2003,2006… Deux cérémonies d’obsèques, à chaque fois la vérité promise aux parents de Philippe Ribatet, mort à l’Arbizon, à ceux de Didier Favre-Rochex, Jean-Luc Ducout, Manuel Mandard, tués à Gavarnie. 2 008 ? Un sérieux incident à la Pierre Saint-Martin qui laissera pantois les témoins. 2 009 ? « nous n’avons toujours pas eu le rapport d’accident de l’Astazou » ; rappelle un secouriste. Lequel est prêt à reconnaître les qualités de la machine, le progrès en vitesse, puissance et capacité. Mais pas à admettre l’idée de voler sans savoir si, oui ou non, il a une épée de Damoclès sur la tête. Les familles, elles, n’oublient pas. Elles réclament « le droit à la vérité » qui leur a été promis.
Des anomalies consignées
Que ce soit sur le Balaïtous, en 2004, ou à Gavarnie en septembre 2006, des pilotes ont consigné via une fiche technique d’anomalie, une perte de contrôle momentanée en lacet de leur EC 145, c’est-à-dire sur l’axe de rotation de l’hélicoptère sur lui-même. à l’instar de l’expertise accablante de Michel Nibodeau, ces infos circulent depuis longtemps. La confiance de certains professionnels, témoignant anonymement, « du fait des pressions subies », se retrouve aussi entamée parce que les Suisses de Rega, eux, ont choisi de remplacer par des Agusta A109 Grand leurs EC 145 « trouvés inadéquats pour certains sauvetages en haute montagne » résume le rapport de la commission pour le sauvetage aérien de la commission internationale du secours alpin, en 2006.
2006, la lettre à Nicolas Sarkozy
Extrait du courrier adressé le 9 juin 2006 à Nicolas Sarkozy, ministre de l’Intérieur par le secrétaire général du syndicat des navigants de la Sécurité civile :
« Si cet appareil apporte à l’évidence un changement significatif positif dans l’éventail de nos missions, depuis sa mise en service, persiste une zone d’ombre sur ses capacités dans certains domaines de vol. Les pertes de contrôle en lacet par manque d’efficacité d u rotor anti-couple, les efforts anormaux aux palonniers, sont des phénomènes récurrents attestés par différents rapports et pour lesquels nous attendons du constructeur des améliorations significatives. Les modifications à venir portant uniquement sur l’assainissement de la chaîne de lacet ne sauront résoudre les déficiences majeures (...) avant que d’autres tragédies n’apparaissent, nous vous demandons au nom des navigants du Groupement d’Hélicoptère, de nous accorder une audience. » Ce qui sera fait en suivant, à Paris, médecins, CRS et pompiers ne voulant plus embarquer à bord. Un témoin se souvient alors : « on nous a pris à part avant la réunion et le marché était très simple : soit on remontait à bord, soit la gendarmerie récupérait tout le secours montagne ».
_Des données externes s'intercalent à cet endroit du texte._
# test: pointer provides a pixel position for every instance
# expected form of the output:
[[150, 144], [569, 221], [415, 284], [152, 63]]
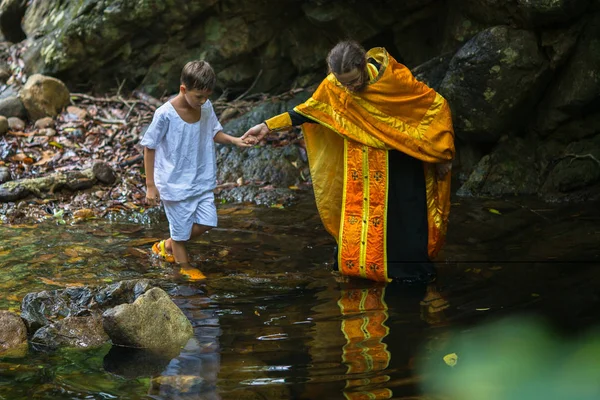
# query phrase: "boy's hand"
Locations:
[[258, 132], [152, 196], [241, 142]]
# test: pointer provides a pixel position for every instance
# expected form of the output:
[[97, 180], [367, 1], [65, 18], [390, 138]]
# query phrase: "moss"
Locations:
[[489, 94]]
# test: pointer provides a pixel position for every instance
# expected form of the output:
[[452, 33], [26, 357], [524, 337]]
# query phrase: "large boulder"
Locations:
[[152, 322], [44, 96], [577, 167], [75, 332], [493, 82], [576, 91], [510, 169], [46, 307], [13, 333], [11, 13]]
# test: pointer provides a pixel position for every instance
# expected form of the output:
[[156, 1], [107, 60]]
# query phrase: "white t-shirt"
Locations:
[[185, 162]]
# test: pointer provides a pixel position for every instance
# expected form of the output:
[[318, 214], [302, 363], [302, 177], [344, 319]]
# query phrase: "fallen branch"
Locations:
[[146, 98], [574, 157], [70, 180]]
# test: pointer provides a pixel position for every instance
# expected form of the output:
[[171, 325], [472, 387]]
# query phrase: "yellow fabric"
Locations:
[[395, 111], [280, 121]]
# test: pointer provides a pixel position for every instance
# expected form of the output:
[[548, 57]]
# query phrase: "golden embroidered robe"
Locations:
[[348, 157]]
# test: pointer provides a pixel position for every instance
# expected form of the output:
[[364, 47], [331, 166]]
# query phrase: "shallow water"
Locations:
[[272, 321]]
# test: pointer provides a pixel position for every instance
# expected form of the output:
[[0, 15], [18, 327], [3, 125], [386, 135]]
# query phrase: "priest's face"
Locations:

Eurocopter : « des machines sûres »
Contacté et interrogé quant aux anomalies relevées, à l’expertise de Michel Nibodeau, aux rapports finaux d’accidents de 2003 et 2006 et à la plainte contre X déposée par les familles de victimes, le service de communication d’EADS-Eurocopter répond via Cécile Vion-Lanctuit : « Concernant la plainte contre X, nous n’avons pas de commentaires particuliers à faire. Pour ce qui est de l’accident de 2003, le rapport final n’incrimine pas la machine, elle n’a pas été mise en cause et il n’y a pas eu de problèmes particuliers relevés lors de la campagne de tests qui a été effectuée après le drame. Pour ce qui est du rapport de 2006, d’après mes informations, nous ne l’avons toujours pas reçu, nous n’avons pas ce rapport final d’accident donnant les conclusions de l’enquête sur le crash de Gavarnie. Mais il est évident qu’Eurocopter fait passer la sécurité des passagers et des équipages avant tout : Eurocopter prend sa pleine responsabilité en mettant sur le marché des machines sûres. Pour preuve de cette fiabilité, nous avons aussi la commande passée par l’armée américaine de 350 UH 145. » Du côté d’Eurocopter, comme du côté des équipages, on semble donc bien attendre aussi le rapport de 2006…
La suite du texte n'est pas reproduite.